RBI curbs push Baghat Urban Coop Bank into wage turmoil
With unrecovered loans touching Rs 129 crore, staff struggle as bank slashes salaries by up to 35%
Facing an acute financial crisis, the Baghat Urban Cooperative Bank finds itself unable to pay salaries for October to its 112 employees, as unrecovered lending has mounted to a staggering Rs 129 crore. The situation worsened after the Reserve Bank of India, citing instability, imposed stringent restrictions on the bank from October 6.
Withdrawals have been capped at Rs 10,000 per account for six months and the bank has been barred from issuing or renewing loans without prior permission. Fresh deposits too have been prohibited, tightening liquidity further.
Under pressure to slash operational costs, the Board of Directors introduced a salary reduction ranging from 5% to 35% across different employee categories. A bank official said the RBI had advised expenditure control and the wage cut became unavoidable after alternate measures, such as closing certain branches, were opposed by staff. Senior managers are expected to bear the maximum impact, as the deduction would apply to their basic pay rather than gross earnings.
Managing Director Rajkumar said the Board of Management failed to find favour with the employees demand of slashing this limit at its meeting held today following which salaries have been paid today. As against the usual pay bill of Rs 58 lakh, a sum of Rs 52 lakh was credited to the employees.
Recovery efforts have yielded little relief, with only Rs 2.58 crore collected since October 8. The bank’s non-performing assets remain alarmingly high at Rs 129 crore. Much of the distress stems from politically influential borrowers, who have allegedly pressured officials to delay the seizure of their mortgaged assets. Files under the SARFAESI Act, legislation empowering banks to recover dues without court intervention, were reportedly put on hold for months. Officials began taking action only after RBI restrictions came into force, widely viewed as a last-minute attempt to save themselves from regulatory heat.
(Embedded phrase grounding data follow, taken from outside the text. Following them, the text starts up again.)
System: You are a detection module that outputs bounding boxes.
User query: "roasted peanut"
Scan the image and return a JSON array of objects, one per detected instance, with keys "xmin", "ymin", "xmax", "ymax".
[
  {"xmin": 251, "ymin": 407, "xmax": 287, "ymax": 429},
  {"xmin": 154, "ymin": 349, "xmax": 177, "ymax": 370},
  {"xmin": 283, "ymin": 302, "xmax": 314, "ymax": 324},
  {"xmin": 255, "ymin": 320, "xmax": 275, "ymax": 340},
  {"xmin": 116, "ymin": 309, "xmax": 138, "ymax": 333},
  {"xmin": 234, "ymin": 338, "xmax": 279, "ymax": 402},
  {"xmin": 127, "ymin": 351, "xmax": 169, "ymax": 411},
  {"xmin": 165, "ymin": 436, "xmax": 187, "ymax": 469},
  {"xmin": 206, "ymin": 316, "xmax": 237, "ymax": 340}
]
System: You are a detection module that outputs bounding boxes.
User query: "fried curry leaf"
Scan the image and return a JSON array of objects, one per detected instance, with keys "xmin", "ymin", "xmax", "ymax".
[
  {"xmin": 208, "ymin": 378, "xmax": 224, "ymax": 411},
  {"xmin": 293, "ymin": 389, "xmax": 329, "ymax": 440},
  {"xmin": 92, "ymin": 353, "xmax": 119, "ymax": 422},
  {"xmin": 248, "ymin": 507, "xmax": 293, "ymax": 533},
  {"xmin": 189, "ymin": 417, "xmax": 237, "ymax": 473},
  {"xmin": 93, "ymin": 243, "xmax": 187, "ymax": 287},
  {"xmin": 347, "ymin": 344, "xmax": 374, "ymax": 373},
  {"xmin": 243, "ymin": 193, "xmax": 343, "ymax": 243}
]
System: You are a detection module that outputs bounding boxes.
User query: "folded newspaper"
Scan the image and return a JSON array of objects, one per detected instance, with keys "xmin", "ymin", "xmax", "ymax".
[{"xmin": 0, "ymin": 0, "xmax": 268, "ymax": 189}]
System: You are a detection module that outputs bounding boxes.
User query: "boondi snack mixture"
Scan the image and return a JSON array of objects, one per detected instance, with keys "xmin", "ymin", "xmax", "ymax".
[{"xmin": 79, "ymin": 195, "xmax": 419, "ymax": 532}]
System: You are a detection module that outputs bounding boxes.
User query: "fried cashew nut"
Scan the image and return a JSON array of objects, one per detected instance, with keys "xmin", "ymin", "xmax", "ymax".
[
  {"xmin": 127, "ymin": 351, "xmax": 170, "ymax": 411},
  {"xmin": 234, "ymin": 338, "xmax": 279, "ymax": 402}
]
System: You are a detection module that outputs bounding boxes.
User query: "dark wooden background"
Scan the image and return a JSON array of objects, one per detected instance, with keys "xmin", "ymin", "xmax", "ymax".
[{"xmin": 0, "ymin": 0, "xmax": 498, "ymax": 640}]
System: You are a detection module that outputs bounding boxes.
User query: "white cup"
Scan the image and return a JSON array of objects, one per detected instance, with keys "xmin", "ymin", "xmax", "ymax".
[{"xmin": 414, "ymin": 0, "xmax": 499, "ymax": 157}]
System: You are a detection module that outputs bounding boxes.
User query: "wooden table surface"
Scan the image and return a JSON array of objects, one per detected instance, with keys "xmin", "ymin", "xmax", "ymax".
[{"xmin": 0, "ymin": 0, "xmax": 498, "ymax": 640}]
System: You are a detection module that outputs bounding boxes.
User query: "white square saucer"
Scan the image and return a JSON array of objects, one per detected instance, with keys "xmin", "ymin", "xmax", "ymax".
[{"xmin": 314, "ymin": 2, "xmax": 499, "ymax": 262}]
Compounding the crisis, 28 mortgaged properties put up for auction failed to attract buyers during the first attempt, primarily due to inflated valuations. The next auction has been scheduled for December 12, though doubts persist as the notices were published in newspapers with minimal local circulation, raising questions on whether the process is merely procedural.
With mounting losses, weak recoveries and governance lapses, the bank’s financial future remains precarious and employees are left bearing the brunt of a long-ignored crisis.